Mandrake 7.1 - it was aweful.
attempted Debian and Suse, but first one I got installed and actually used for awhile was a Stage 1 Gentoo build
Red Hat mid 90s and then Slackware, Red Hat was more polished but I learnt so much more from Slackware.
Corel Linux, I doubt anyone else here knows it especially used it. Very user friendly, got me into linux.
I played with SuSE 6.2 for a while in 1999 but only really turned to Linux in 2001 with Mandrake Linux 8.0.
Fedora. Core 3 or Core 4 according to Wikipedia and the fact that I recognize the names. An acquaintance suggested I try Linux, so I found info on it, didn't really understand what a distro was and settled on Fedora because I had bought O'Reilly Linux Pocket Guide that used that distro.
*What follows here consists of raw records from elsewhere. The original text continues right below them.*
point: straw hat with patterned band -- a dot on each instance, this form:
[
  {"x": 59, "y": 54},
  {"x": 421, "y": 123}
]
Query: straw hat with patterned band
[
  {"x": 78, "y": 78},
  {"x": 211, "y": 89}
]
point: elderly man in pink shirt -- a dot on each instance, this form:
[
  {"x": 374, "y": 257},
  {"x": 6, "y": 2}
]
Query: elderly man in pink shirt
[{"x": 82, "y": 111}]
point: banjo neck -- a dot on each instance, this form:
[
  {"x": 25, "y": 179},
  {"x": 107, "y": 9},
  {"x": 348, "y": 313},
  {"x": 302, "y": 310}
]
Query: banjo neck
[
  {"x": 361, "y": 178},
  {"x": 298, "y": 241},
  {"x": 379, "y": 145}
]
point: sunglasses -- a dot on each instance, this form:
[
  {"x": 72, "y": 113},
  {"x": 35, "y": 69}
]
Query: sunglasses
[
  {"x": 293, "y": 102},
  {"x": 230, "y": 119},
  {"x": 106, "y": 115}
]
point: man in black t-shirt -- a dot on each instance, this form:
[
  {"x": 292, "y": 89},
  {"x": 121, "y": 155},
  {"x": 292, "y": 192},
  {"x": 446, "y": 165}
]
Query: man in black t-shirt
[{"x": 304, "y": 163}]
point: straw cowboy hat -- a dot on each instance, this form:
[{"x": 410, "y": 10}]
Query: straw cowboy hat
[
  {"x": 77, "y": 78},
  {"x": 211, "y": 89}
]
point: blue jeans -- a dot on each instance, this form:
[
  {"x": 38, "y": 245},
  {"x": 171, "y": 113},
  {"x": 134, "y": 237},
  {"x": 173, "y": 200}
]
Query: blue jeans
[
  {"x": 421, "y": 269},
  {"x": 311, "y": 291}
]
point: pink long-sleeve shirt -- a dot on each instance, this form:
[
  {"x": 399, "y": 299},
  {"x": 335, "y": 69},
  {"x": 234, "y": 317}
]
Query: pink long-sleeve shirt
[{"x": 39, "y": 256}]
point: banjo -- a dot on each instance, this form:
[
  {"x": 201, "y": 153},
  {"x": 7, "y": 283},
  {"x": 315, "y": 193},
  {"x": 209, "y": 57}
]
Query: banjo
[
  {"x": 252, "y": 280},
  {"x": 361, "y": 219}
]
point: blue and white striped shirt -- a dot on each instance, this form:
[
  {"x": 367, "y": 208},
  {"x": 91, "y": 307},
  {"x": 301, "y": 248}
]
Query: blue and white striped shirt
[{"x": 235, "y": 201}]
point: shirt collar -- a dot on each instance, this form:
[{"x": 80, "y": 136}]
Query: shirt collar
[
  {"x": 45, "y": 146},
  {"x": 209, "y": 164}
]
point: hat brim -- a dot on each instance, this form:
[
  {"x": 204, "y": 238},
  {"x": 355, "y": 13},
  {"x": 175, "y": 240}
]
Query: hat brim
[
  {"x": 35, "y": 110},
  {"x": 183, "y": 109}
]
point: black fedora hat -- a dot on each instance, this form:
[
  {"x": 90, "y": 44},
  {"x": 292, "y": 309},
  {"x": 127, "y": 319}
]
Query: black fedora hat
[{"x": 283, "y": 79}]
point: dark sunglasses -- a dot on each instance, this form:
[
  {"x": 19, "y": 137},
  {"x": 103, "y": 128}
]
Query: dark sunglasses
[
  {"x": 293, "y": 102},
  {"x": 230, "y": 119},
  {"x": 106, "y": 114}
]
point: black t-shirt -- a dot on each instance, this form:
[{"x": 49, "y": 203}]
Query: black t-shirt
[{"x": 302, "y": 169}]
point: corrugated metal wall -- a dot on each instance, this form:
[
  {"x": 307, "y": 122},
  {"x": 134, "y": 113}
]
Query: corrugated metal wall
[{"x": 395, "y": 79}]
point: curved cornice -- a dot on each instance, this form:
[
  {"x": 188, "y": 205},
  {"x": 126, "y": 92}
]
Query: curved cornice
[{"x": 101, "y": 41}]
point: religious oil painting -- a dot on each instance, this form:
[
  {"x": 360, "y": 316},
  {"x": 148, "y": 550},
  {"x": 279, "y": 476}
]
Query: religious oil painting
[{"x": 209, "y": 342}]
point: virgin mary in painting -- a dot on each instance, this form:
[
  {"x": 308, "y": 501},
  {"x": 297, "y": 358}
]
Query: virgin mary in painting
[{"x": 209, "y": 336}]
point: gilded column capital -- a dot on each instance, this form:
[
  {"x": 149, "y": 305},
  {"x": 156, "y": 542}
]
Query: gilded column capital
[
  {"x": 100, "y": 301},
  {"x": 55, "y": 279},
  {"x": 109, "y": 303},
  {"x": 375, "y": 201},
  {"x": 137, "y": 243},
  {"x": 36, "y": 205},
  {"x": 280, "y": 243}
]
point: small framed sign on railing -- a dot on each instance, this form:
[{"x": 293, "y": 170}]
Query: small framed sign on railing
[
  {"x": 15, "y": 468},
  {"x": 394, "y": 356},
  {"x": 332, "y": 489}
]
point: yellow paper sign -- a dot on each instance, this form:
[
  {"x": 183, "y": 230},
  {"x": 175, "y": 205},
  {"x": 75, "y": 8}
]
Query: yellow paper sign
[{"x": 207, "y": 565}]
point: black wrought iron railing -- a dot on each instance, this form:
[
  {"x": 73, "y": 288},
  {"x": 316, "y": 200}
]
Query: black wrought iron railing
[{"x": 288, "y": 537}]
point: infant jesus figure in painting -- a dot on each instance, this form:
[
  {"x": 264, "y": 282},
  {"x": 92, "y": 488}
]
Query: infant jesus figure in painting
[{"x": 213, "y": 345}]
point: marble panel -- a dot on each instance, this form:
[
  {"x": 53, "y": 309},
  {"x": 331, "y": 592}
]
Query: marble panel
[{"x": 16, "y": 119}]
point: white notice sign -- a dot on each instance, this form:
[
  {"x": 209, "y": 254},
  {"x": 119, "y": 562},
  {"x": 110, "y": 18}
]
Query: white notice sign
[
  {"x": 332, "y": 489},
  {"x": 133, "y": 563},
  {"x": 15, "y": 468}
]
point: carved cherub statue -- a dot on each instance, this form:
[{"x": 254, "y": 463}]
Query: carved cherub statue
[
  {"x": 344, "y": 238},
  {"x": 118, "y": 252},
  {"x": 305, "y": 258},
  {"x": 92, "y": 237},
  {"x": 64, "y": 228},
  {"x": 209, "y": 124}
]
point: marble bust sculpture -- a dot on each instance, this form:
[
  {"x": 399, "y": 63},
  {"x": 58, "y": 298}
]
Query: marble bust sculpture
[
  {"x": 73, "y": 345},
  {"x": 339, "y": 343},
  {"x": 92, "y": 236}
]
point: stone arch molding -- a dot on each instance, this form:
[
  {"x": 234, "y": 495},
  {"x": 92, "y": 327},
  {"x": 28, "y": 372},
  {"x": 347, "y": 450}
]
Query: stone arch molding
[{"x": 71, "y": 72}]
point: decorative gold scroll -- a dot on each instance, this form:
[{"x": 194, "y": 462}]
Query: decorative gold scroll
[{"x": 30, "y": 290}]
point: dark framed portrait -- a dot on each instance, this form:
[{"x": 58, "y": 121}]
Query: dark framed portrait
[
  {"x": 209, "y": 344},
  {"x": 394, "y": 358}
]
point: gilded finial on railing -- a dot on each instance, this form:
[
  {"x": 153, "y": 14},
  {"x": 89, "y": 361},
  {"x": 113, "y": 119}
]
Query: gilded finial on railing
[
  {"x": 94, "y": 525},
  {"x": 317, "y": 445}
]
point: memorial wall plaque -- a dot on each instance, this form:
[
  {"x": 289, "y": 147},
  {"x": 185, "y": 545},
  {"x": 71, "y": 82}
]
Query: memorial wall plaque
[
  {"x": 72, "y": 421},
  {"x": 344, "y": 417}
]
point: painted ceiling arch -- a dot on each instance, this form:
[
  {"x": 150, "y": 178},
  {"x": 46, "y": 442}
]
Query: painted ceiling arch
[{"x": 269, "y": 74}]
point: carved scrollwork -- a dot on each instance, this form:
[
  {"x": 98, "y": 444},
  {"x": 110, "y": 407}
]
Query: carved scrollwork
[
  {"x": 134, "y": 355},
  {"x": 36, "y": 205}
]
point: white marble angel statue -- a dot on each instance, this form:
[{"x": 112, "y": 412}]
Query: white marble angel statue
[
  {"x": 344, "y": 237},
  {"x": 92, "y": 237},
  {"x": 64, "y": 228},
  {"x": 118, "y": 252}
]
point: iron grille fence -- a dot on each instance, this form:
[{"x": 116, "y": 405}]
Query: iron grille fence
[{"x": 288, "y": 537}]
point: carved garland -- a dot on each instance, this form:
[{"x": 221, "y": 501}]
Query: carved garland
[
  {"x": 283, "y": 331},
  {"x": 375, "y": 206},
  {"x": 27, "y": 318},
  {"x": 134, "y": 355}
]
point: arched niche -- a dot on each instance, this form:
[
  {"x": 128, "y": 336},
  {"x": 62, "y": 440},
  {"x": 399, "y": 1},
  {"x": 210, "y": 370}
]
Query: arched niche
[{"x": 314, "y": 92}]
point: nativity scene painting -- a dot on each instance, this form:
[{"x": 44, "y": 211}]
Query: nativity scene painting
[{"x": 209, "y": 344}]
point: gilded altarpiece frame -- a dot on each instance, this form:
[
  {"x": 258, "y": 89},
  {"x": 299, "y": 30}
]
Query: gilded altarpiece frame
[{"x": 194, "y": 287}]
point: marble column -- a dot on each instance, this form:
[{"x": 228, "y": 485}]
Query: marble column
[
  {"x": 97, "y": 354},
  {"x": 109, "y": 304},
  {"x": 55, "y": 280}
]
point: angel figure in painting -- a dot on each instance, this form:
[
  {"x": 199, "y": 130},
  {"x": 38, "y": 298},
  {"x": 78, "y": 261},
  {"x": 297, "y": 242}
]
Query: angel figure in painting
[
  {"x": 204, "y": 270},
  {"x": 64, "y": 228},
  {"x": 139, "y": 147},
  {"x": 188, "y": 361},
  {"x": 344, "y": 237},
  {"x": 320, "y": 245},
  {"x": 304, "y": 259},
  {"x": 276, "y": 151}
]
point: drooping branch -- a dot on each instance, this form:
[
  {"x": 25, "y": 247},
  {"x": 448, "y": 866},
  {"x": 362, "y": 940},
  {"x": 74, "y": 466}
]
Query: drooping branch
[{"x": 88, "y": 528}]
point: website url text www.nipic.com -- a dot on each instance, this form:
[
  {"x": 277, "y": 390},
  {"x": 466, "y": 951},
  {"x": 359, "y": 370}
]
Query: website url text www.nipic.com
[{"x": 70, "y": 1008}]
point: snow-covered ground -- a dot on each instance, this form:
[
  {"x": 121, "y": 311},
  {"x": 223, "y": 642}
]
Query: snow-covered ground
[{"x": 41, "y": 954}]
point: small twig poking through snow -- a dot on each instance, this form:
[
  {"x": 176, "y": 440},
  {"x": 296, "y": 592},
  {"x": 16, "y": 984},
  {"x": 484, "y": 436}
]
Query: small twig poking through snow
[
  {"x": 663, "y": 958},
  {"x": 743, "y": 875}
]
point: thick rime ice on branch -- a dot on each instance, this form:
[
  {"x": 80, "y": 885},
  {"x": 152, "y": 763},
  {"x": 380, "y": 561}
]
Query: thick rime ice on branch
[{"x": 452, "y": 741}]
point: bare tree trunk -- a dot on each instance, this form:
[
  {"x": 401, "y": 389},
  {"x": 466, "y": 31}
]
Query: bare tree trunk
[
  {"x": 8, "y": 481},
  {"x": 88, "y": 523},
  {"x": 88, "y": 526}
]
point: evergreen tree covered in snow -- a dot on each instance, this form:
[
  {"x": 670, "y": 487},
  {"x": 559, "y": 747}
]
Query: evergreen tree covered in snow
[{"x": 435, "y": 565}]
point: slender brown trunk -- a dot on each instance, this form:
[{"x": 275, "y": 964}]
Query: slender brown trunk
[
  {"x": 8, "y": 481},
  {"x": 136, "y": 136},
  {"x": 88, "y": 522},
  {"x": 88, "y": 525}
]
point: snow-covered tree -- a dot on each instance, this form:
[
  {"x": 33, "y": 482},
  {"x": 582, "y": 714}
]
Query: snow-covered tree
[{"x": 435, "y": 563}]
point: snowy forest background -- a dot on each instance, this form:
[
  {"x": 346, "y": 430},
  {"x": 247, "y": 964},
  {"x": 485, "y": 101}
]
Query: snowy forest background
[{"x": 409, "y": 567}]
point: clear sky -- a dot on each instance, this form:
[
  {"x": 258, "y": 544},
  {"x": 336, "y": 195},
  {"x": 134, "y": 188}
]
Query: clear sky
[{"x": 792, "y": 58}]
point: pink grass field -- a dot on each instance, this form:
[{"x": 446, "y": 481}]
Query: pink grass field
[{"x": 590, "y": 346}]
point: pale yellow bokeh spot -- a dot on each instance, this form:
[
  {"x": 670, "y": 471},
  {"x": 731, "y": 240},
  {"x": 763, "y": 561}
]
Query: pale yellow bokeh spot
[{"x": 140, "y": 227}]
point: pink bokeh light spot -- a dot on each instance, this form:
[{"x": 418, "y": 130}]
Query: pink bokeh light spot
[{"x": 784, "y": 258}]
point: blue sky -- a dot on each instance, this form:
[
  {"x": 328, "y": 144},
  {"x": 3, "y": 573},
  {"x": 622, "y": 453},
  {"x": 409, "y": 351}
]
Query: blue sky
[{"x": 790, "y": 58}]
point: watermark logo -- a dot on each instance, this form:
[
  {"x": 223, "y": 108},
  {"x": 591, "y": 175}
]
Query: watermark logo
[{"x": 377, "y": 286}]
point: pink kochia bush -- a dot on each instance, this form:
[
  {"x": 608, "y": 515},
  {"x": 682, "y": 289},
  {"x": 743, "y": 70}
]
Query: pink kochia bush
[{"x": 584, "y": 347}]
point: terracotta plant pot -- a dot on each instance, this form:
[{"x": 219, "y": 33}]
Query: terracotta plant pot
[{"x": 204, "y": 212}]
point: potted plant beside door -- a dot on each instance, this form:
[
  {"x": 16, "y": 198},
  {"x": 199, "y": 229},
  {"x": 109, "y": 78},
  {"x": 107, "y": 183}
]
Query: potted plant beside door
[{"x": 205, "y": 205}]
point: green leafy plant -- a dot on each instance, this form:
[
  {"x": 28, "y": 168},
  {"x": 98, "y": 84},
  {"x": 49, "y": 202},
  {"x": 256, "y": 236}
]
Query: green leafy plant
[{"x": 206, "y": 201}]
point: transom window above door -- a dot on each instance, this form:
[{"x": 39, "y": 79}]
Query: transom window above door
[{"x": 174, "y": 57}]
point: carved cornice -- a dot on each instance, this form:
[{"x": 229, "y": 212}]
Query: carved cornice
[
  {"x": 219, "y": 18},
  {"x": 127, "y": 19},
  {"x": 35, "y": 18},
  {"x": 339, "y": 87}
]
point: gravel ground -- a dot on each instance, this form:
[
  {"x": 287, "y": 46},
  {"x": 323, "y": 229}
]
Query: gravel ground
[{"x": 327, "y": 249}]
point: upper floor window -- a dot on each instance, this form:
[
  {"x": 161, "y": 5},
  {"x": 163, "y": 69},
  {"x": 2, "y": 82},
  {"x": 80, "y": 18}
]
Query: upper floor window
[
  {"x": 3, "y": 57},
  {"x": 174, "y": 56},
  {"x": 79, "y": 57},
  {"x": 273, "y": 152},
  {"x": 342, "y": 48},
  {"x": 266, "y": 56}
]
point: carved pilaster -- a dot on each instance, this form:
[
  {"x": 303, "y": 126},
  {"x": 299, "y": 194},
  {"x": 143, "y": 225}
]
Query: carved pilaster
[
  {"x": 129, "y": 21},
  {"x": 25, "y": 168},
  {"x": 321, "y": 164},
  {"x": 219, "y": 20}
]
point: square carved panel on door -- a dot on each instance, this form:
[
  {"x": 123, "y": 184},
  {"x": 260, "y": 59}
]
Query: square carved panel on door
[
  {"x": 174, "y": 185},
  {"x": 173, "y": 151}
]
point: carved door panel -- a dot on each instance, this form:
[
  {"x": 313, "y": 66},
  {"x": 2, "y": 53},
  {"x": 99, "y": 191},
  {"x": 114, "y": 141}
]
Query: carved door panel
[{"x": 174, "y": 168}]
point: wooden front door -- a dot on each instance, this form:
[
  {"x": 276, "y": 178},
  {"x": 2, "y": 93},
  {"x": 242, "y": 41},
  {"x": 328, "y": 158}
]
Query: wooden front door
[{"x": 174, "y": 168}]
I switched pretty quickly after that, and used Ubuntu, Debian, then Mepis for awhile. I've run Arch, dual-booted with Windows for several years on the desktop and Debian testing on my remote server
Ubuntu!
I downloaded the installer in 2017 after MS forced an update to Windows 10 from 7. My laptop, from 2010, couldn't handle W10 and I heard Linux was good for old laptops. Not long after that I hopped around to other distros but Ubuntu was first.
Manjaro, that is the distro in my families computer
I installed linux mint on some really old laptop when i was a little kid but i wouldnt really consider that my first distro that i actually used on a dailybasis, that would be SteamOS on a Steam deck, it showed me how great linux could be and got me hooked on it.